Gastric Bypass reprograms hepatic clock machinery and improves glucose flux independent of weight

Abstract

Background: The molecular clock machinery regulates several homeostatic rhythms, including but not limited to glucose homeostasis. We previously demonstrated that Roux-en Y Gastric Bypass (RYGB) has a weight-independent effect on glucose metabolism, and transiently reduces food intake. In this study we investigate the effects of RYGB on diurnal eating behavior as well as its effects on the molecular clock, and its requirement for the metabolic effects of this bariatric procedure in obese mice. Results: We find that RYGB reverses the high fat diet-induced disruption in diurnal eating pattern during the early post-surgery phase of food reduction (Figure1). “Dark-cycle” pair-feeding experiments improved glucose tolerance to the level of bypass-operated animals during the physiologic “fasting” phase (Zeitgeber ZT2), but not the “feeding” phase (ZT14)(Figure 2).

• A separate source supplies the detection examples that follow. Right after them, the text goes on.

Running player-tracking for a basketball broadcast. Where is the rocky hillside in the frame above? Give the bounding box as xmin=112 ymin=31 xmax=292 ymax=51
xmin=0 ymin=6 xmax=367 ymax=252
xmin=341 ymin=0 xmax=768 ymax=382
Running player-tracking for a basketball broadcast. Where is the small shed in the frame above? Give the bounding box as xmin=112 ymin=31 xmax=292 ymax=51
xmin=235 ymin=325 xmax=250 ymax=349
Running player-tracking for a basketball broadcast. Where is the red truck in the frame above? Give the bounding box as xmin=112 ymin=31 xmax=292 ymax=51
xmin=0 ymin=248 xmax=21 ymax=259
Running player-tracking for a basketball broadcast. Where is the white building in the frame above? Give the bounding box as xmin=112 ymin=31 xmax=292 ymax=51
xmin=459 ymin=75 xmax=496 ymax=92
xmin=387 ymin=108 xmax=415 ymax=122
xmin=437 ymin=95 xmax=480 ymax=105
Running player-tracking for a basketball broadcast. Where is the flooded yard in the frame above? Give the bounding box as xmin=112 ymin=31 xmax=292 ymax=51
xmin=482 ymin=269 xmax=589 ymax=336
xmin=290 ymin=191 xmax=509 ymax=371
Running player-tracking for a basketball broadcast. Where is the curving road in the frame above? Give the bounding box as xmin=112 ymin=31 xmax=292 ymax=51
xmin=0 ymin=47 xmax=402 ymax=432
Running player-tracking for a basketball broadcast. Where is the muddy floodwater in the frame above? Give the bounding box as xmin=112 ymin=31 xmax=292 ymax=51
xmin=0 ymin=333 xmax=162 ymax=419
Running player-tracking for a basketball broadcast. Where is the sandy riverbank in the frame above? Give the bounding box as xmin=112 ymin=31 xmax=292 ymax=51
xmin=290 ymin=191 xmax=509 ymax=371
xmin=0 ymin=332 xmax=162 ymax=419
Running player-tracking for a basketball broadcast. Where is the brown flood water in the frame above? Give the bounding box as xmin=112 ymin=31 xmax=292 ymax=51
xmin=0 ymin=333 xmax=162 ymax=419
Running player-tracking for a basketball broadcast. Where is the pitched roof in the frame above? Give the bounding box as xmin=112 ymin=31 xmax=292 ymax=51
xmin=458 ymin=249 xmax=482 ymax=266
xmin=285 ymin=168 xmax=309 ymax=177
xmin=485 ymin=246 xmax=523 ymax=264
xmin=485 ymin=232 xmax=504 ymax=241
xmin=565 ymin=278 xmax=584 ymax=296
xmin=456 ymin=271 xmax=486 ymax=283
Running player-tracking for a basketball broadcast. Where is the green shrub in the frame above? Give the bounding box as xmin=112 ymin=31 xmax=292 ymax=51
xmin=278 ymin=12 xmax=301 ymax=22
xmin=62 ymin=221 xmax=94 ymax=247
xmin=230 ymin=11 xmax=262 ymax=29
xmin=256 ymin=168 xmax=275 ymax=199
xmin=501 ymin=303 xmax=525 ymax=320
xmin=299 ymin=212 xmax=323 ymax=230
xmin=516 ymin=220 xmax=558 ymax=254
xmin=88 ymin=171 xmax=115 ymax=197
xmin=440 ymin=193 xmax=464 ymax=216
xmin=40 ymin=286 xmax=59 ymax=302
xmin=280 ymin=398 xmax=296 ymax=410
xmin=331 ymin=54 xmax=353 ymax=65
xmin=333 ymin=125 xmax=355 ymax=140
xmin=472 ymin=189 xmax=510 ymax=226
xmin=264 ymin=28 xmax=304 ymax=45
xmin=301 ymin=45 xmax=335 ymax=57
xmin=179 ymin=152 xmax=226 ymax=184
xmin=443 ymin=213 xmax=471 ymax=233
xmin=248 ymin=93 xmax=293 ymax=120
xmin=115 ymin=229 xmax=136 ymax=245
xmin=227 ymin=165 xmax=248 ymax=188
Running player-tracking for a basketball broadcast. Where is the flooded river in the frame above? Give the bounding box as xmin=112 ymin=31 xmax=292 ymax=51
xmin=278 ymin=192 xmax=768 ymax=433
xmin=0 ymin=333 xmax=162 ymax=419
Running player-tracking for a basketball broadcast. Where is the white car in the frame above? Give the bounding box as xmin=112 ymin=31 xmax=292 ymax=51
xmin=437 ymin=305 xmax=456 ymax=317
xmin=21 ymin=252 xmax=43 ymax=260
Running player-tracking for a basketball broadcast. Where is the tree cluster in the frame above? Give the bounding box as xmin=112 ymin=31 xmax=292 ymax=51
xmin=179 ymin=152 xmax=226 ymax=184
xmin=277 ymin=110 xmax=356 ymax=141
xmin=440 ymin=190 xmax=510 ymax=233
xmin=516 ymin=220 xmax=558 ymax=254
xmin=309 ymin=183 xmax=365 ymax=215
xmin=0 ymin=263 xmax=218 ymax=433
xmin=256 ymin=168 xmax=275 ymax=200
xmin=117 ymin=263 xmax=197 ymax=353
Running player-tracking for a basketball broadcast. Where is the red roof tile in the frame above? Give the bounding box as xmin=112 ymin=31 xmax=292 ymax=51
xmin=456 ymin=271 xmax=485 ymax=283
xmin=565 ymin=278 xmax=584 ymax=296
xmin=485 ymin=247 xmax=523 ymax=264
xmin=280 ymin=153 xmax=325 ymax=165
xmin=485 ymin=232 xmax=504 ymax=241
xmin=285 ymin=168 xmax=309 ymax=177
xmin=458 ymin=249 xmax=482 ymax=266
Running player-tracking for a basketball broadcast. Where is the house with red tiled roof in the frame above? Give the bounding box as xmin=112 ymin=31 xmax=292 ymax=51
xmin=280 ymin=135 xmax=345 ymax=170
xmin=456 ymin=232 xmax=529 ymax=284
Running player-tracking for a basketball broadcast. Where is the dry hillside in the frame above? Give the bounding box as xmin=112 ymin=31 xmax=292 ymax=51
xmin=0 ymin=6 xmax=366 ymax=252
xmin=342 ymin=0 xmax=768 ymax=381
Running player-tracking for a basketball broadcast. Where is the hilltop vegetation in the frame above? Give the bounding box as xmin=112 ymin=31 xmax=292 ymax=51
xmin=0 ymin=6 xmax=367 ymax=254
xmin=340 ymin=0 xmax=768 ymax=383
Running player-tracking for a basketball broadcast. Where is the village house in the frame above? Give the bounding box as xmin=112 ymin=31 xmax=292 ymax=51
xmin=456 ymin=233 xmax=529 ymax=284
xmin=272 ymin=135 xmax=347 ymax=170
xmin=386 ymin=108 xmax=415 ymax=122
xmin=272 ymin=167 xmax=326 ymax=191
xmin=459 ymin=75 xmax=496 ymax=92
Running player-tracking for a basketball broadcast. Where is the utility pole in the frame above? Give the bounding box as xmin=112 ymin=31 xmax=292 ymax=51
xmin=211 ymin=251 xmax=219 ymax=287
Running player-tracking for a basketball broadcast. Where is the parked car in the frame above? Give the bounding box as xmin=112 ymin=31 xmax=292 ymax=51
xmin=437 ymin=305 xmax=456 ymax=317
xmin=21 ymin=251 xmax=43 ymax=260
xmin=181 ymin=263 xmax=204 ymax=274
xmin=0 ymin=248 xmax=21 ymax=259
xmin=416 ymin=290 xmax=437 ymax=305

Using a clock gene reporter mouse model ( mPer2 luciferase), we reveal that RYGB induces a liver-specific phase shift in peripheral clock oscillation with no changes to the central clock activity within the suprachiasmatic nucleus (SCN) (Figure 3). In addition, we show that weight loss effects are attenuated in obese ClockΔ19 mutant mice post-RYGB (Figure 4) that also fails to improve glucose metabolism after surgery (Figure 5), specifically early hepatic glucose production (Figure 6). Conclusion: RYGB reprograms the peripheral clock within the liver early after surgery to alter diurnal eating behavior and regulate hepatic glucose flux. US Veterans Merit Award (#I01 BX004774) This is the full abstract presented at the American Physiology Summit 2023 meeting and is only available in HTML format. There are no additional versions or additional content available for this abstract. Physiology was not involved in the peer review process.